La plastica che inquina gli oceani rischia di finire sulle nostre tavole non solo attraverso i pesci che la inghiottono, ma anche attraverso il sale. Dalla Cina agli Stati Uniti, passando per l’Europa, diversi studi hanno infatti dimostrato la presenza di microplastiche nel sale marino che viene usato in cucina. L’ultimo in ordine di tempo è stato realizzato dalle università di New York a Fredonia e del Minnesota, che lo hanno mostrato in anteprima al Guardian.
Nell’indagine i ricercatori hanno ricercato la presenza di plastica in sale, birra, e acqua potabile.
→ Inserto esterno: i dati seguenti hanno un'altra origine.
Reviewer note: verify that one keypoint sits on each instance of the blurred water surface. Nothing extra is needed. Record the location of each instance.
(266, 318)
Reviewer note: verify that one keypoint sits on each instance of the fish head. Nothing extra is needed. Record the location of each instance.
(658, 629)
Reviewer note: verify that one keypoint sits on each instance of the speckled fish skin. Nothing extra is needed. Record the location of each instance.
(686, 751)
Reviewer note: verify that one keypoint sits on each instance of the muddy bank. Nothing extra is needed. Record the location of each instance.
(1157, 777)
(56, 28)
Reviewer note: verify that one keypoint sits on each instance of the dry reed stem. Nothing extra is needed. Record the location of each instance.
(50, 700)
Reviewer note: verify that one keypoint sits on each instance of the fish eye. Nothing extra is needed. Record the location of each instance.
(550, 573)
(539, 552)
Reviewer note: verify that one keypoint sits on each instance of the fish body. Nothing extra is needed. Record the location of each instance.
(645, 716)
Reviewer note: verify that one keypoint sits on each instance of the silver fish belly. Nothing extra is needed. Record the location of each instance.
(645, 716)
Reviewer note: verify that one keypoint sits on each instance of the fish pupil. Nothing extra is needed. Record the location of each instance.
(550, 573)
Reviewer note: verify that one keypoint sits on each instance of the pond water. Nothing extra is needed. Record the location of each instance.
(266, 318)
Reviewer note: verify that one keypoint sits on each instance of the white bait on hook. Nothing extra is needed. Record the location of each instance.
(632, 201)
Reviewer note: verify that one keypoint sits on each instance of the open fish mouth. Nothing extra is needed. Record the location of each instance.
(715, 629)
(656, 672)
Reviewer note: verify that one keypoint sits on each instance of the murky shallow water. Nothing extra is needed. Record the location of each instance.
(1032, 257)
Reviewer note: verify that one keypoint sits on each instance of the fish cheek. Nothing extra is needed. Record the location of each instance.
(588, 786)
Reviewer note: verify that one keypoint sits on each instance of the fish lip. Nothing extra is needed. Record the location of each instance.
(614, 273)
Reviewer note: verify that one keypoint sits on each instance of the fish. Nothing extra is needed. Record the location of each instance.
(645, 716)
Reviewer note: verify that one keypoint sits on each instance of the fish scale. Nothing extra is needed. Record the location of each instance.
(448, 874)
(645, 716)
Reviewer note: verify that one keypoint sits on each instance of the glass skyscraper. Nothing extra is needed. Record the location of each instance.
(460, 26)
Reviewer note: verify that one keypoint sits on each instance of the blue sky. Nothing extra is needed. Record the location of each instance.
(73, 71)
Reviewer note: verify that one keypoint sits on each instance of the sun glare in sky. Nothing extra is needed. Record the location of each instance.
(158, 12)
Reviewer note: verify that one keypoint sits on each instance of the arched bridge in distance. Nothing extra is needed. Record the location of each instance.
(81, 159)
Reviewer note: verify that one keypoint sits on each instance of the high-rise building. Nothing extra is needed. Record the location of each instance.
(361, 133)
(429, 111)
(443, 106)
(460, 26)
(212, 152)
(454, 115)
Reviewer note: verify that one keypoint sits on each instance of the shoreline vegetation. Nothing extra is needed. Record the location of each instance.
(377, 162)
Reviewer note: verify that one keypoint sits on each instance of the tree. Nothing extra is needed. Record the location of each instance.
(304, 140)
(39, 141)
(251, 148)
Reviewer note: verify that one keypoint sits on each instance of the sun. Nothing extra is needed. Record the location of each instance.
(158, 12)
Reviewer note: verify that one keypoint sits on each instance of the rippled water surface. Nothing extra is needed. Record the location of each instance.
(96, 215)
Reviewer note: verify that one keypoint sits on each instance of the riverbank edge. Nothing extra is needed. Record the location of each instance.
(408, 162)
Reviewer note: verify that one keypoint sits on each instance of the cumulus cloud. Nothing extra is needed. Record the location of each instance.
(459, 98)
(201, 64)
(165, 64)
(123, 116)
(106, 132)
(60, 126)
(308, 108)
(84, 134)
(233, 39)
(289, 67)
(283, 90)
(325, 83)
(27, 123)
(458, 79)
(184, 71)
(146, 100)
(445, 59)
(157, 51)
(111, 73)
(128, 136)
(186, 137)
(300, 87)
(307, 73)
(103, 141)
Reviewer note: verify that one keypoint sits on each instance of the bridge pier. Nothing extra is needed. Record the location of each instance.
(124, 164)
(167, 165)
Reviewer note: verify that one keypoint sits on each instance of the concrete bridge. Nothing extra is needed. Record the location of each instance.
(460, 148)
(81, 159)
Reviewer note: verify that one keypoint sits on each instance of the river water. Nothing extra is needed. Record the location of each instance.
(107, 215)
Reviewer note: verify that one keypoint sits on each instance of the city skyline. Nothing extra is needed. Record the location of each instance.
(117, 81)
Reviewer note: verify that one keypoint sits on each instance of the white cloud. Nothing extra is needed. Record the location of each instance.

Hanno analizzato 12 tipi di sale, tra cui 10 tipi di sale marino, arrivando a calcolare che ogni americano ingerisce in media 660 particelle di plastica ogni anno. E la cifra, rilevano, potrebbe essere superiore, poiché i dati delle autorità sanitarie mostrano che la stragrande maggioranza degli statunitensi consuma più sale di quanto raccomandato.
La plastica è “onnipresente, nell’aria, nell’acqua, nei pesci che mangiamo, nella birra che beviamo. E’ ovunque”, ha detto Sherri Mason, a capo della ricerca.
Lo studio statunitense segue a quello pubblicato ad agosto da un team di ricercatori spagnoli e condotto su 21 tipi di sale da cucina, ognuno dei quali risultato contaminato dalla plastica.
Stessi risultati sono stati raggiunti nei mesi scorsi da uno studio realizzato da scienziati inglesi, francesi e malesi, relativo a 17 tipi di sale di otto Paesi del mondo dall’Australia all’Iran, dal Giappone al Portogallo. La situazione non è migliore in Cina, dove già nel 2015 furono trovate microplastiche in 15 marchi di sale venduto nei supermercati.